Okan dış görünüşüyle ilgili komplekslerini umursamıyormuş gibi davranmakta ustadır,
Beyaz ise entellektüel birikiminin yetersiz oluşunu gizleme konusunda başarılıdır.
Okan konuklarına ve insanlara karşı gereksiz derecede kırıcı ve alaycı olabilir,
Beyaz ise gereğinden fazla kibar.
Okan'ın sağı solu belli olmaz, ne zaman ne diyeceğini bilemezsin,
Beyaz'ın ise hangi durumda nasıl reaksiyon vereceği öngörülebilir.
Sonuç itibari ile ikisi de herkesin zaten bildiği ve hemfikir olduğu konuları sanki irdeliyormuş gibi yapıp, farklı bir tarz ile aynı miktar parayı götürürler.
şahsen artık ikisinden de haz etmiyorum. bence artık kendi köşelerine çekilip gençlere yol açmalılar. okan evlendi, çocuğu oldu ve dolasıyla eski o vurdumduymaz ya da eğlenceli insan yok karşımızda. beyaz da artık baymaya başladı, konuklar bile artık 2. 3. kez geliyorlar programına ve tahmin edebiliyoruz neler olacağını programda. dediğim gibi yeni yüzler gerek artık talk-show programlarına.
nasıl sinan şamil süt, tyler durden süt tozu iken kızlar tyler'a hayransa okan ve beyazda da öyledir. okan süt, beyaz süt tozudur. izleyen genç hatunların büyük bir kızmı beyaz'a ''ayyh ne kadar tatlı, çok da efendi.'' diye sarkarken, izleyen bütün seyircilerin okan'a yorumu ; ''zeki herif be, kendini izletmesini biliyor, ahanda lafı da koydu.'' ya da '' ne sanıyor bu kendini be, televizyona oynuyor bildiğin, eleştirdiği aslında kendisi lan, kızı da üzdü pislik.'' olur.

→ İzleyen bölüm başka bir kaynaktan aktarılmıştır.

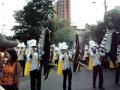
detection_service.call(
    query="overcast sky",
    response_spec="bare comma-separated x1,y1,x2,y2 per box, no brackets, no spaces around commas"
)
71,0,120,28
0,0,120,36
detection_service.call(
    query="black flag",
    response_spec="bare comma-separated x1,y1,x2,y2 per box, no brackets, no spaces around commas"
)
73,34,80,72
109,31,117,66
43,28,50,79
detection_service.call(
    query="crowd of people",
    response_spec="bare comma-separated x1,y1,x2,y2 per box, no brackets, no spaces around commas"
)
0,33,120,90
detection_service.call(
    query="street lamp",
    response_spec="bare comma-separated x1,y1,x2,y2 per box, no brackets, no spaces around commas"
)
92,0,107,13
92,0,108,30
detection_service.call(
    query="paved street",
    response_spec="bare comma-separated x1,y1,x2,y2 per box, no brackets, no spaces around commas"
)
19,68,120,90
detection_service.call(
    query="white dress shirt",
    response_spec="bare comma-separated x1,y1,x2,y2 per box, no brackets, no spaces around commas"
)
59,53,71,70
90,51,101,66
27,52,39,71
18,50,24,60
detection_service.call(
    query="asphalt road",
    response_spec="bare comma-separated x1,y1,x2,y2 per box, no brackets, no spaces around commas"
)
19,68,120,90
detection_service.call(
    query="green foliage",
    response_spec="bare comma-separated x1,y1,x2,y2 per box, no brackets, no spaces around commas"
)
85,21,106,44
84,6,120,44
104,6,120,44
12,0,54,42
104,6,120,31
53,27,74,45
43,18,71,44
12,0,73,45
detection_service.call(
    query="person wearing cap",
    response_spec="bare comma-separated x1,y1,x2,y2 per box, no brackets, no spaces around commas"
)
18,47,26,77
84,44,90,65
90,44,105,90
54,47,59,65
59,44,72,90
115,44,120,85
27,45,41,90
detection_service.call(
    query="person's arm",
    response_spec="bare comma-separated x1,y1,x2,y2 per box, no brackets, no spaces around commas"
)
27,54,32,62
0,53,3,72
16,63,21,89
59,55,64,63
90,51,94,57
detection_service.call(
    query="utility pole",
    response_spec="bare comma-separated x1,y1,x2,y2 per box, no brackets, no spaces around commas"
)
104,0,107,13
93,0,107,13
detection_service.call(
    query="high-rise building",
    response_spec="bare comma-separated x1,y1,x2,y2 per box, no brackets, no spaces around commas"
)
56,0,71,20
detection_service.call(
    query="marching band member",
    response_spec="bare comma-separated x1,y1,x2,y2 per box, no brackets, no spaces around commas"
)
115,44,120,84
90,44,105,90
27,40,41,90
18,43,26,77
59,43,72,90
54,47,59,65
84,44,89,65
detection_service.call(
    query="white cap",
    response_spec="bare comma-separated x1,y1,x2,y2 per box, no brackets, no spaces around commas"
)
17,43,21,47
60,42,68,50
61,45,68,50
51,44,55,48
55,47,58,51
27,39,36,47
21,42,26,47
89,40,96,48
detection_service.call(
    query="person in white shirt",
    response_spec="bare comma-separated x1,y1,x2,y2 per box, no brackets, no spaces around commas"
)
27,46,41,90
84,44,90,65
90,45,105,90
18,48,26,77
59,46,72,90
115,44,120,84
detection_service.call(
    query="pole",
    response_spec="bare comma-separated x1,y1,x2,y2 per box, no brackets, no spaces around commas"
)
104,0,107,13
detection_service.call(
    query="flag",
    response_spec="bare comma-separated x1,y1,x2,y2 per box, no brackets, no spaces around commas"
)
57,59,63,76
24,60,30,76
100,30,117,66
73,34,80,72
109,31,117,66
42,28,50,80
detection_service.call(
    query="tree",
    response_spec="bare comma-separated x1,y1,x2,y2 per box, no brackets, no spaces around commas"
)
91,21,106,44
53,27,74,45
104,6,120,44
85,21,106,44
12,0,54,42
104,6,120,31
43,18,71,44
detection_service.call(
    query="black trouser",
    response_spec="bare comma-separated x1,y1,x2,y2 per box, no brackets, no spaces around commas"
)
93,65,103,88
86,57,89,65
30,69,41,90
19,60,26,76
63,68,72,90
55,59,58,65
115,63,120,84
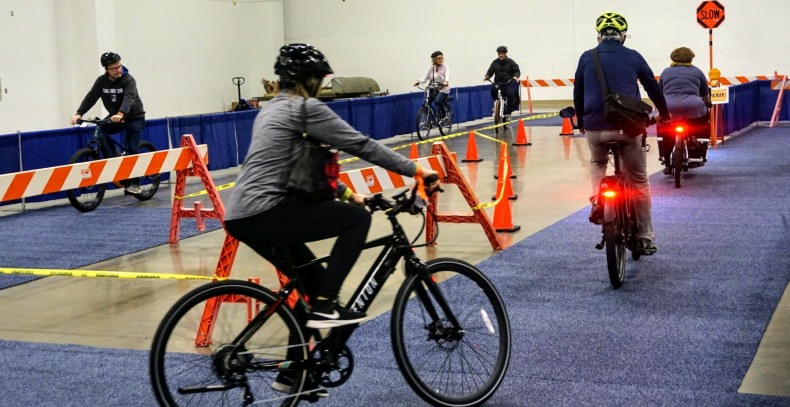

millet ahlak bekçiliğine girişmiş kalmış. ne zaman bu ülkede dürüst olursan sınırlamalarla yaşamazsan o kadar kötü olursun. okan bayülgen bunun örneğidir. bu adamı bilen iyi bilir onun en ufak bir ahlaksızlığını görmedim bugüne kadar. beyaz devamlı ahlaklı olmaya çalışır ve bunu gözümüze gözümüze sokar. çünkü ancak kendini böyle sevdirmeye çalışır. televizyona çıktığında beni büyüleyemez ama okan büyüler. hep korkurmaz mı zaten sürekli ahlaklıyım triplerinde olanlardan. beyazda öyledir dürüst değildir. gerçekte işi pişirir ama ekrana geldiğinde çok düzgünüm, ahlaklıyım havasına girer. ne gerek var böyle sahtekarlıklara? okan kendini adam gibi adam oluyum, ahlaklı olayım diye sevdirmek istemez. böyle numaralara ancak beyaz girişir. cem yılmaz okan bayülgen onlar bu tip davranışları sergilemez. sonuçta okan herşeyini söyleyebilecek kadar dürüsttür. beyaz gerçekte olduğu gibi değil ekranda süt çocuğudur. buradanda anlaşılacağı gibi gerçek okan bayülgen'dir.